US Stamps
Born June 21: Rockwell Kent

By Michael Baadke
The United States Postal Service issued a set of 20 34¢ stamps honoring American illustrators on Feb. 1, 2001. Among the artists celebrated was Rockwell Kent, who was born June 21, 1882, in Tarrytown, N.Y.
Kent is represented in the set by an illustration from a 1930 edition of Herman Melville’s novel Moby Dick (Scott 3502q).
On the reverse of the stamp liner is printed this description: “Rockwell Kent (1882-1958) was a versatile wood engraver, lithographer, book illustrator, painter, and muralist. He designed a striking edition of Herman Melville’s Moby Dick, and wrote and illustrated accounts of his rugged travels in Alaska, Greenland, and South America. From Moby Dick, Random House, 1930.”

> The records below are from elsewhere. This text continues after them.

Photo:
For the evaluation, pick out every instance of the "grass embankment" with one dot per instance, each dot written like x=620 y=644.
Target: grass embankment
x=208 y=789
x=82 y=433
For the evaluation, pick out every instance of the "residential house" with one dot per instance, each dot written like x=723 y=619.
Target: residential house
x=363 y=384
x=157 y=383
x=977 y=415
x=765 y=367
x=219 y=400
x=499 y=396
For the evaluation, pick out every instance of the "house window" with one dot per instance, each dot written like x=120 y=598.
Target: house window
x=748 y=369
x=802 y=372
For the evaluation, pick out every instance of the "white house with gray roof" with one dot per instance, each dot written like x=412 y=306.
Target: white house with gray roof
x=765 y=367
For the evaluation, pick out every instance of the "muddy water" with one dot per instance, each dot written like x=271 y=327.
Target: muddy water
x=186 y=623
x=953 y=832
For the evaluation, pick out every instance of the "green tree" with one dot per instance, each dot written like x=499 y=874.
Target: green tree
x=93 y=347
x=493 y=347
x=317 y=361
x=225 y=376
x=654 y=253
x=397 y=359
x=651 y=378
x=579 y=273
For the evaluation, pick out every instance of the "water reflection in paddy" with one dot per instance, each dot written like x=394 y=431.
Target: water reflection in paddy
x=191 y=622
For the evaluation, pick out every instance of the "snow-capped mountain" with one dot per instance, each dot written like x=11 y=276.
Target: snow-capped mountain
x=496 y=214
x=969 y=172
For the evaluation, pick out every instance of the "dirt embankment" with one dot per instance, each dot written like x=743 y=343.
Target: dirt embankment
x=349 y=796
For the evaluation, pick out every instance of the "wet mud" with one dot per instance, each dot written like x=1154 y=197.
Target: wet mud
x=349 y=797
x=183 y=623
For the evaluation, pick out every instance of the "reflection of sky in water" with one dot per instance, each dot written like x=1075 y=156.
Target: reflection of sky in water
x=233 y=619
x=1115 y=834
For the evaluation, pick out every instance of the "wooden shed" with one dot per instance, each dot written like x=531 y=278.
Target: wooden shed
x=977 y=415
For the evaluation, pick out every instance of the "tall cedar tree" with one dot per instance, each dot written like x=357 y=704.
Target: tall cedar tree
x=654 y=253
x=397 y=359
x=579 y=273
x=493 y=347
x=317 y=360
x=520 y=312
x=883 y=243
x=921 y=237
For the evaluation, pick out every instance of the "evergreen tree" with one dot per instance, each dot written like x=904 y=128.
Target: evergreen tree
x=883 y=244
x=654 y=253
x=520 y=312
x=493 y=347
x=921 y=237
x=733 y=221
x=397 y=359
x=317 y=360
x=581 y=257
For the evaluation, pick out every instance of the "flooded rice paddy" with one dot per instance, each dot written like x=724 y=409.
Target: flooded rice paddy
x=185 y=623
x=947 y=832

After initially studying architecture at Columbian University, Kent attended the New York School of Art, where he studied with Robert Henri along with another well-known artist, Edward Hopper, who was just one month younger than Kent.
Commissioned by the federal Works Progress Administration to paint two murals for the Washington, D.C. post office building in 1935, Kent pictured Mail Service in the Arctic featuring native Alaskans, and Mail Service in the Tropics, depicting mail delivery in Puerto Rico.